During the Korean War there was only a structure under the Commander-in-Chief. There was an attempt to bring out the Ministry of Culture and establish a political command system, but it was not perfected.
2.2. Inadequate Military Provisions
Currently the provisions given to the North Korean military are extremely inadequate.
After Kim Jong-un looked around Jangjaedo and Mudo around the NLL in 2012, he gave orders that the generals should have better houses built for them. However, as it was not possible to do using only military resources eventually the tasks were divided between the ministries and central departments.
With the lack of provisions given to the soldiers, they often have no choice but to secretly use or sell food or oil that has been stored for military reserves.
The current North Korean army is similar to Chiang Kai-shek’s Nationalist Party Army or the Army of the Republic of Vietnam in the 1970’s.
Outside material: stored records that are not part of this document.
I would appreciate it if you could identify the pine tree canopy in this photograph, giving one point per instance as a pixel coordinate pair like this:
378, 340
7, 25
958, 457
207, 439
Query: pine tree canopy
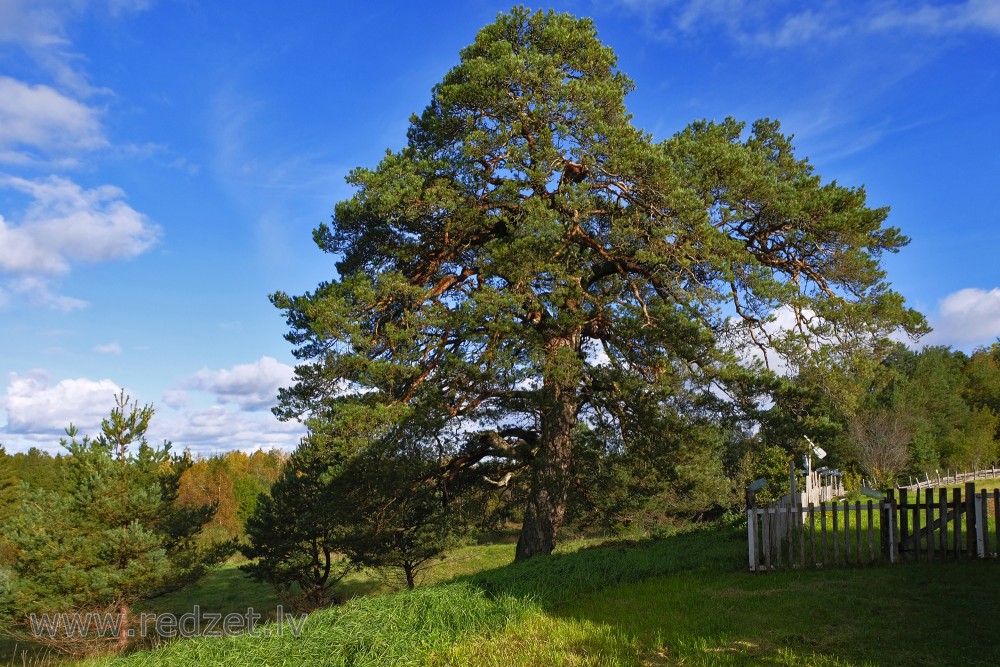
531, 264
2.3. The military blinded by making money
In North Korea, the military has been focused on making money ever since Kim Jong-il’s ‘Military-First Policy.’
At first, the military started delving into economic activity as a way of solving the lack of food and clothes in the military. However, it slowly began to expand into just money-making.
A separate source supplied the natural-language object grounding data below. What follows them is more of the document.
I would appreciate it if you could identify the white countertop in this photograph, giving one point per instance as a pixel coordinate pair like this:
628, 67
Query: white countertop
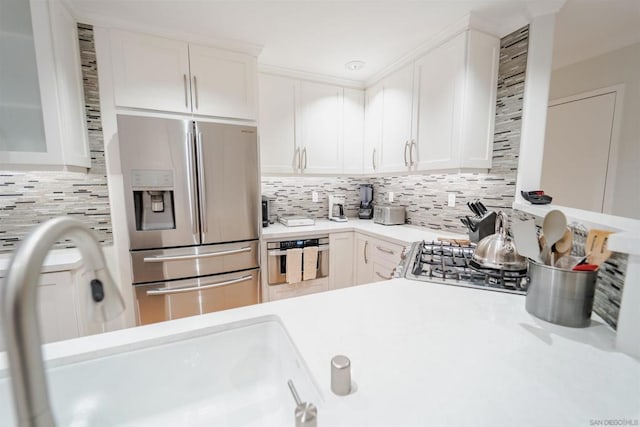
401, 234
56, 260
428, 354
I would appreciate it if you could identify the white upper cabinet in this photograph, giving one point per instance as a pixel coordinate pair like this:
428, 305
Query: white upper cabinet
397, 108
440, 85
456, 86
154, 73
353, 131
481, 86
372, 128
309, 128
42, 118
320, 128
223, 83
277, 112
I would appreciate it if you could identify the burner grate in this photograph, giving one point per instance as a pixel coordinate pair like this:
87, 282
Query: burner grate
451, 263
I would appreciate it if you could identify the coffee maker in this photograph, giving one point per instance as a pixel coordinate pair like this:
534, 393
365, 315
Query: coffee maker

In the case of Pyongyang, military-owned passenger cars and automobiles outnumber civilian automobiles and passenger cars.
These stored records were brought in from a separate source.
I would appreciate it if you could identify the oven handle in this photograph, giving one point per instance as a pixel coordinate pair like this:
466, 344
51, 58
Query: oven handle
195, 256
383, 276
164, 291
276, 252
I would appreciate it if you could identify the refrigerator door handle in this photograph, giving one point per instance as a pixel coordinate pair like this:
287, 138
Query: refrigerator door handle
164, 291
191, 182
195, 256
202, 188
The number of fishing boats that belong to the military have grown substantially.
In the beginning, the military itself has started economic business to solve food problems and clothing problems, but it is expanding to make money.
2.4. Kim Jong-un’s military commander surveillance and command system
After Kim Jong-un rose to power, the control over military leaders has intensified.
The trend of embellishing generals with stars only to have them stripped away with a small mistake has caused a lot of discontent amongst the commanding officers.
In fact, commanding officers are being ordered to complete swimming training while 60-year old officers are ordered to fly aeroplanes.
3. South Korea’s Responses to the North Korean Military
3.1. Psychological Warfare must be undertaken to weaken the North Korean frontline
Most generals and officers who have worked for more than ten years on the front line are those who do not have good family backgrounds.
Children of state officials will usually do their military service for 5 years and are discharged and come to Pyongyang as soon as they become a party member.
The most frustrated people in the North Korean military are the soldiers on the frontline.
Thus, South Korea should strengthen the psychological warfare broadcasts to North Korea and send more leaflets that target these soldiers with snacks or money as a way of making them read the leaflets.
In the bordering regions with China, soldiers work to help North Koreans defect and smugglers across the river.
If the North Korean-Chinese border region has opened to US dollars, there is no reason that the demarcation line won’t also.
It is important to reveal the falsity of the Kim regime and show the reality of North Korea through radio broadcasts.
North Korean soldiers should be informed of their rights as human beings, and the elite who are discharged to live extravagant lives in Pyongyang should be informed of the grueling conditions of the soldiers who are unable to go to university upon discharge but are instead sent in groups to work in mines and construction sites.
Thus, we must help these soldiers realise and criticise the reality of North Korean society that only allows the rich to get richer.
3.2. If North Korea launches provocations as it did with the bombardment of Yeonpyeong or the Land Mine Incident, South Korea should showcase its strong will.
South Korea did the right thing by starting propaganda broadcasts straight after the Land Mine Incident.
3.3. The US-ROK alliance must be strengthened so that North Korea does not make any misjudgements.
We need to complete training exercises such as the Non-combatant Evacuation Exercise where USFK families also assisted in the exercises in November 2016 that will actually frighten North Korea.
North Korea is carefully watching the movement of US forces in Korea. It is the withdrawing of USFK families rather than the arrival of aircraft that will stop North Korea’s provocations and put them on edge.